Others came to meet and praise their favorite cast members. “I have never felt more validated in my life,” one viewer gushed to Bergman. (Bergman, for her part, told the New York Jewish Week that hearing such sentiments has been the best and most unexpected part of the show.)

More than a few single women were sent to the event at the behest of their worried Jewish parents. “I’m young, I’m 24, I have a lot of great things going on in my life,” said Yael Chanukov, a Manhattan-based actress who recently appeared in two episodes of “The Marvelous Mrs. Maisel. “But my parents are so concerned about me finding someone. They bought me the ticket, sent me the email confirmation and said I had to ask Aleeza for advice.” 

Chanukov came solo, though she said she would have brought her roommate if she had been in town. “I really loved the show, so I am happy to be here regardless,” she added. 

Another woman who wished to remain anonymous said that her parents in Long Island watched the show and immediately bought her tickets to the event, telling her she had to talk to Ben Shalom about her dating life. “I had nothing going on tonight and I live nearby.

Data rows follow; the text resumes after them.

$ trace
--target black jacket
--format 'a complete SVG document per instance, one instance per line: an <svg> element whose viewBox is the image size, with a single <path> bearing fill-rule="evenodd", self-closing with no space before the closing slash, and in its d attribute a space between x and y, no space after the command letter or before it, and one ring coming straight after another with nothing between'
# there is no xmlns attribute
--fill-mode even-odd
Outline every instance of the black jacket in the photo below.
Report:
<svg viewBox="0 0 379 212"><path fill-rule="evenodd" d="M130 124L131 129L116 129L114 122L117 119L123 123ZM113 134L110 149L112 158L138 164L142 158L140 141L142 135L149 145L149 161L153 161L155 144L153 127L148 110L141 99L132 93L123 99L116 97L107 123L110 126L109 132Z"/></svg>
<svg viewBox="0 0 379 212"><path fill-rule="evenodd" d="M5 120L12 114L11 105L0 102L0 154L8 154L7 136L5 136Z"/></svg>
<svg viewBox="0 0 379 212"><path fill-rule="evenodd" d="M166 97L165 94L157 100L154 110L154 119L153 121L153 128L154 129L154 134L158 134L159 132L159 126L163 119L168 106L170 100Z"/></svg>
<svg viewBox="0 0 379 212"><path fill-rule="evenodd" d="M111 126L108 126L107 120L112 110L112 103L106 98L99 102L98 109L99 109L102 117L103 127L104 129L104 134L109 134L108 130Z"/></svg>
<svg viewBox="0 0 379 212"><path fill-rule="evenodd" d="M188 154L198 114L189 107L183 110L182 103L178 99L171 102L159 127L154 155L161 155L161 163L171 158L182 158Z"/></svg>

I’m single, so I figured, why not?” she shrugged. “Anything could help.” 

As for the advice Ben Shalom gave her? “She told me to stay open and stay hopeful,” the woman said. 

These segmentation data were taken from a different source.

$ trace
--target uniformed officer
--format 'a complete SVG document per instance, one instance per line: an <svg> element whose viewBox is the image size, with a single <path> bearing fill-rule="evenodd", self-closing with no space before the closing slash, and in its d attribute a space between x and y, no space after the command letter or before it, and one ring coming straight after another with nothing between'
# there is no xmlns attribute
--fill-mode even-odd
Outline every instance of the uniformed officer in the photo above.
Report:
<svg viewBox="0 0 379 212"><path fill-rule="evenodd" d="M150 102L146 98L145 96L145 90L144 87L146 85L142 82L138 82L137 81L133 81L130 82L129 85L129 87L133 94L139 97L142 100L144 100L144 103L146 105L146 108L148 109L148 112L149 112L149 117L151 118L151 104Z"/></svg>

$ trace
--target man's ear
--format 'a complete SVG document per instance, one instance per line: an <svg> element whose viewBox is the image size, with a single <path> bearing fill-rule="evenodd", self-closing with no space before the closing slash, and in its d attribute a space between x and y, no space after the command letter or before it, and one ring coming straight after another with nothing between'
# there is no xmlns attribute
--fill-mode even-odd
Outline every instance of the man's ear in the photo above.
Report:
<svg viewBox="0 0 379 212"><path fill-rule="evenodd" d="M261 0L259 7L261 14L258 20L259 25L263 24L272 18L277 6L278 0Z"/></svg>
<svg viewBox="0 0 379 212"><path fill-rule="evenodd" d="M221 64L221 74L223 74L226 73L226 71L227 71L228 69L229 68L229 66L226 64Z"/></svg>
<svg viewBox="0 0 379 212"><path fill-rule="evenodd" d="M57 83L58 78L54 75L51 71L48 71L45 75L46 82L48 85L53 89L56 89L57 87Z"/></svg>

Sacha-Aviva Sellam, 30, came because she was inspired by the diversity of Jewish experiences on the show. “I loved the show and found it very relatable,” Selam, who is of North African descent, told the New York Jewish Week. “[Ben Shalom] had a sensibility for all Jews, and Netflix was careful to include and uplift everyone — not just the ultra-Orthodox or the stereotypical ‘bagels and lox’ Jewish experience, which is not me.”

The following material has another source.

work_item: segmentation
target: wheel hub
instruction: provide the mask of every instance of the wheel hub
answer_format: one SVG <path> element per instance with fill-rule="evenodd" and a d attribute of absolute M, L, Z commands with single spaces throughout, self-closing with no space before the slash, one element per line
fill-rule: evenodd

“I’m not here specifically because I’m single, but would I like it very much if I happened to meet someone here somehow? Of course,” she joked. 

During the event, guests got to hear from the cast about their favorite parts of the show — for Brezel, it has been messages to her that people have become more observant after watching. “When was the last time that you heard somebody say that they are going to be more careful with mitzvot after watching something on Netflix?” she said. “I don’t think that’s ever happened.” 

Behind-the-scenes details that weren’t filmed or didn’t make the final cut were also shared — like Krieger’s vulnerable, late-night calls with Ben Shalom; Dreyfus taking Ben Shalom on a six-mile hike in Jackson Hole; Brezel’s mother baking the production team cookies in Brooklyn, and Ben Shalom helping Bergman hang a mezuzah on the doorpost of her Miami home. 

During a Q&A session, everything was on the table. One man jokingly asked Bergman to rate his eyebrows — she gave him a solid 7.5. A young woman of Orthodox background asked Brezel how to be more vulnerable with matchmakers. The answer? It’s not necessary, Brezel responded, unless they are someone with whom you have a genuine connection — like Ben Shalom.

Of course, Ben Shalom delivered on what had brought so many there that evening: She shared her best dating tips, including that connection starts the moment you walk in the room — so present your best self inside and outside. She even brought some audience members on the stage for live matchmaking. Four volunteers from the audience — all women — were invited on stage; other audience members asked questions about their lives and dating preferences. After a few rounds of questions, Ben Shalom asked if anyone in the room knew of a good match — and, Jewish geography being what it is, four women headed into the evening with the contact information of three or four potential dates. 

“I didn’t think I’d have so much fun during this experience — I feel like I’m more of like a type-A personality but [“Jewish Matchmaking”] really brought out my fun side,” Brezel, who brought friends and family friends to the event, told the New York Jewish Week. “Everywhere I go people are stopping me and asking for selfies. It’s such a crazy experience.”